Une situation sécuritaire et sanitaire préoccupante

Le pays est toujours en proie à des conflits armés, malgré les nombreux accords de paix signés. Depuis quatre ans, les provinces du Nord et du Sud-Kivu sont contrôlées par les rebelles de l’Alliance du Fleuve Congo / Mouvement du 23 mars (AFC/M23), qui consolident leur administration sur les territoires occupés. En Ituri et dans une partie du Nord-Kivu, d’autres groupes armés, dont les Forces démocratiques alliées (ADF), massacrent des milliers de Congolais. À ces crises s’ajoute la maladie à fièvre hémorragique Ebola, avec un risque d’extension dans l’est du pays.

« Pendant ce temps, nous observons, avec beaucoup d’inquiétude, une tension croissante née de la campagne de la majorité au pouvoir, en faveur du changement de la Constitution du 18 février 2006 », a déploré le clergé congolais. « Malheureusement, cette campagne, qui mobilise les moyens de l’État, se fait dans un climat de terreur contre des voix discordantes au sein même de la Majorité, obligées de se taire par peur des représailles.
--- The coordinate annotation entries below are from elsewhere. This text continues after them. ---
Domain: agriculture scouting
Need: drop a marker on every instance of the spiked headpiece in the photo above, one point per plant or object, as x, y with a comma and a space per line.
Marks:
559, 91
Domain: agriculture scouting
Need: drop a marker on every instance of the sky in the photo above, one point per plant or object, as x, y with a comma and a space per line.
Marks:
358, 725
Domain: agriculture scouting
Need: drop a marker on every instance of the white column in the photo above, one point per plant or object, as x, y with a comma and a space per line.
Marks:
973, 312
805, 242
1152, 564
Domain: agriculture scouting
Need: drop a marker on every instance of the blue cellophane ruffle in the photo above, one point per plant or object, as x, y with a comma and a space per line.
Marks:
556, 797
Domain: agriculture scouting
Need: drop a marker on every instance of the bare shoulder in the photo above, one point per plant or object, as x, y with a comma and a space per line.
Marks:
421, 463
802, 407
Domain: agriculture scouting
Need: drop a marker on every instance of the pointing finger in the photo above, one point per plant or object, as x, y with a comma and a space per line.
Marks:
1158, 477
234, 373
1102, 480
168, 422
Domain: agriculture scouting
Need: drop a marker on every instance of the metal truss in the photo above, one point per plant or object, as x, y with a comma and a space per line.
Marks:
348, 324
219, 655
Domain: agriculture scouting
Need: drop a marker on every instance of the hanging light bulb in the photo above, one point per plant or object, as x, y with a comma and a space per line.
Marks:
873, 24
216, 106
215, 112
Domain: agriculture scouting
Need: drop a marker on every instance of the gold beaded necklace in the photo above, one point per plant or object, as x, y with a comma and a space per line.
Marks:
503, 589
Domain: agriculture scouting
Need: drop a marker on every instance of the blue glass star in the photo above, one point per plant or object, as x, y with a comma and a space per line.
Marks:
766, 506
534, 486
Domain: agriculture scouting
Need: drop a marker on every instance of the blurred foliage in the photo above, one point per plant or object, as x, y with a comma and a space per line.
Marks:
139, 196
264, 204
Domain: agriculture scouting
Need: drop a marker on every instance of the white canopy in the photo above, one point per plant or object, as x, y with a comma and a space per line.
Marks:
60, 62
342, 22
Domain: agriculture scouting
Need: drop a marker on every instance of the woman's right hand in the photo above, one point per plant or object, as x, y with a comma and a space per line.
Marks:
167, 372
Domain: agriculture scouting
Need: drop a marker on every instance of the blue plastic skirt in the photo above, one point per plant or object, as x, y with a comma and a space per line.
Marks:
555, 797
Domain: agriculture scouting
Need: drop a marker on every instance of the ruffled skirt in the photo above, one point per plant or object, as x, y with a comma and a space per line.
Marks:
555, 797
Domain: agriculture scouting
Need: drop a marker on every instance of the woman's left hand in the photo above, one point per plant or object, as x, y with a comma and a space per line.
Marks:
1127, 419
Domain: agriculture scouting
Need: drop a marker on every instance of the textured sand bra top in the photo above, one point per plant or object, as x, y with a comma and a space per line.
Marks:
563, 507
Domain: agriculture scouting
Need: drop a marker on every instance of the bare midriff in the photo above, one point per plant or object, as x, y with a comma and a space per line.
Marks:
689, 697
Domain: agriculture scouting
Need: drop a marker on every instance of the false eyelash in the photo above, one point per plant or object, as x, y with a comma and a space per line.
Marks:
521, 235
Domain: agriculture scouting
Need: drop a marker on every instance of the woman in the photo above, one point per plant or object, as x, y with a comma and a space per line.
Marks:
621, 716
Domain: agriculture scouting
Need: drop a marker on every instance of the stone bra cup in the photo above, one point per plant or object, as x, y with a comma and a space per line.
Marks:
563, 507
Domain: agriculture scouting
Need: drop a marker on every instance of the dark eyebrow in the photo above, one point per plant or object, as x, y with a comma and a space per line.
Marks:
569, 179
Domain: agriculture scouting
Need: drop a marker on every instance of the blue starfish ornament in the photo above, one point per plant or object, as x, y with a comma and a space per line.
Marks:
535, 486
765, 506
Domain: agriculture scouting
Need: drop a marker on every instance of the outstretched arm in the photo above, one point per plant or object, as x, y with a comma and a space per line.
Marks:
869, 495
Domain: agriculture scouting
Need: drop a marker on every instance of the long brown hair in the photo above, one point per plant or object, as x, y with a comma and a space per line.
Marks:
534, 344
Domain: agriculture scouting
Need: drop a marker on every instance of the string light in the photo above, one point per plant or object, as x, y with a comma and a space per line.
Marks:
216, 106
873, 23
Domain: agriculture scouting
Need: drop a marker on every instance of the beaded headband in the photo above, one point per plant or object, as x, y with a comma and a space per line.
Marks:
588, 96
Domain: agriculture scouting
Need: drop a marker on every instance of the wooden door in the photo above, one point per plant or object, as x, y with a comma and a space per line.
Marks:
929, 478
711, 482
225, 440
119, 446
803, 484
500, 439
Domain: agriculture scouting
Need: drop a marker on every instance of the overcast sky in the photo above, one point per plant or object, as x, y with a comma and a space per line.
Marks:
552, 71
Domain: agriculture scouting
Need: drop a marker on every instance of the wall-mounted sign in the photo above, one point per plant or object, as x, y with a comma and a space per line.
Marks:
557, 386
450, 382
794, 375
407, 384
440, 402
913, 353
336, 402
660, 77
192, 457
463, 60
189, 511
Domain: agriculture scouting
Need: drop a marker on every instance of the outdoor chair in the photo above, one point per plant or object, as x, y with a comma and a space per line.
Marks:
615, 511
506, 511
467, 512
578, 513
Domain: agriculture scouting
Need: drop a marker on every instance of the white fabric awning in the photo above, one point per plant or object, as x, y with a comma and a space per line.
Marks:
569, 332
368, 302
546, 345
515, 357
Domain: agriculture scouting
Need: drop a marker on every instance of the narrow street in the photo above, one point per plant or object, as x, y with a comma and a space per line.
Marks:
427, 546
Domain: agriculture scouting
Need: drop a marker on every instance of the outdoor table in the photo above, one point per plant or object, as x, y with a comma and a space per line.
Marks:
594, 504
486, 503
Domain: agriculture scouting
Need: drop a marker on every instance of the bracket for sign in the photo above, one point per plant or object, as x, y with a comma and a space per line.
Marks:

Quant aux manifestations de l’Opposition, elles sont violemment réprimées par la police, en collaboration avec la milice d’un parti politique dénommée ‘Force du progrès’ ».

Pour les évêques congolais, il n’y a « ni la nécessité, ni l’urgence, ni l’opportunité du changement de la Constitution ». La priorité du pays, selon eux, « c’est la paix, le bien-être social du peuple, l’unité et la cohésion nationale ».

Les évêques accusés de subversion

En réaction à cette déclaration, la plateforme de l’Union sacrée pour la Nation (USN), une coalition de 400 partis et mouvements politiques soutenant le président Tshisekedi, s’est déclarée « indignée » et a condamné « avec la dernière énergie » la position des évêques. Dans un communiqué, les partisans du chef de l’État estiment que cette déclaration « n’est rien d’autre qu’un acte de subversion dirigé contre les institutions légitimes et démocratiquement établies ». Ils ajoutent : « il est regrettable de constater que les évêques utilisent dans leur diatribe plusieurs propos incitant manifestement au soulèvement populaire et au renversement de l’ordre constitutionnel ».